Говорить о культуре памяти, особенно, в нашем городе, сложно. Постоянно декларируя поступательные шаги в «прекрасное далеко», мы, как Буриданов осел, так и не можем выбрать из двух охапок сена одну. И сейчас-то многие названия улиц вызывают нервный тик, а что будет, если, гуляя по Симбирску, вы поцелуетесь на улице Робеспьера, выпьете кофейку на Бебеля, покурите на Марата, съедите пирожок на Люксембург, отдохнете на скамейке на Либкнехта.…И это только частичка центра города и частичка имен немецких и французских «революционеров». Назовите мне хоть один европейский город, где бы в центре все улицы носили имена русских революционных и партийных деятелей. Приезжаете, к примеру, в Краков, и гуляете по улицам Ленина, Свердлова, Калинина, Тухачевского, Сталина, Троцкого, Хрущева.… Даже в сумасшедшем доме такое никому не придет в голову. Прав Марк Алданов: «Разве может пройти бесследно эта привычка к вечной лжи и раболепству? Моральные и умственные качества народа вытравляются из него не без успеха. Россия тупеет с каждым днем… Русскому народу нужен долголетний курс дантоновской «правды без утаек», иначе это гибель».
Вынесет ли бремя возвращения старого имени насквозь красный Ульяновск? Не смешны ли будут адреса: Симбирск, ул. Ленина; Симбирск, шоссе Нариманова; Симбирск, ул. Терешковой? Выдержит ли городская казна возвращение улицам и переулкам их старых имен, как сделали это в Москве и Санкт-Петербурге? Если же об этом не идет и речи, зачем огород городить? Ну не смешно ли будет иметь в Симбирске площадь Ленина, когда в городе с таким названием жил Ульянов?

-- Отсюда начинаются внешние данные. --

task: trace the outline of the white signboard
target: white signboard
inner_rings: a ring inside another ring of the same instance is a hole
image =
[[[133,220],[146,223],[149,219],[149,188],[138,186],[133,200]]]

Бог с ним – поговорили и забыли. И вернулись в обычный для нашего города сюр: усиленно готовиться к празднику 360-летия, из которых нашими, ульяновскими, по чести могут считаться лишь 84 – остальные годы Ульяновску не принадлежат. Вообще все это выглядит так, как если бы в свое время отмечали не 300-летие Петербурга, а 300-летие Ленинграда. Да и что сохранили мы от старого Симбирска – разве что грязь, о которой непременно упоминал каждый, бывавший в нашей провинции. Даже Свиягу, где плескался в купальне будущий «вождь мирового пролетариата», превратили в болото, а берега Волги – в помойку: хорошо, Владимир Ильич предусмотрительно встал спиной к реке…
Если мы уповаем на привлечение туристов «родиной Ленина», остаемся Ульяновском. Если хотим жить в городе поэтов, писателей, декабристов, крепких купеческих и дворянских родов, становимся Симбирском. Как ведь назовешь корабль, так он и поплывет. Наш пока устойчиво завис…
Алла и Алиев
На одной из заседаловок, где поднимался вопрос о возможном названии одной из улиц города именем Аллы Багдасаровой, молоденькая журналистка искренне возмутилась: а это еще кто?! И в самом деле – не Алиев, которому в Ульяновске поставят памятник. Не Нариманов, не Хмельницкий, не Гай, которым уже поставлены. В самом деле – зачем журналистке знать имя создателя первой в Ульяновске свободной демократической газеты? Девушка, поди, уверена, что в Ульяновске отродясь был только ворох рекламной продукции, несколько нечитаемых цветных журналов, газеты от власти и такое же телевидение.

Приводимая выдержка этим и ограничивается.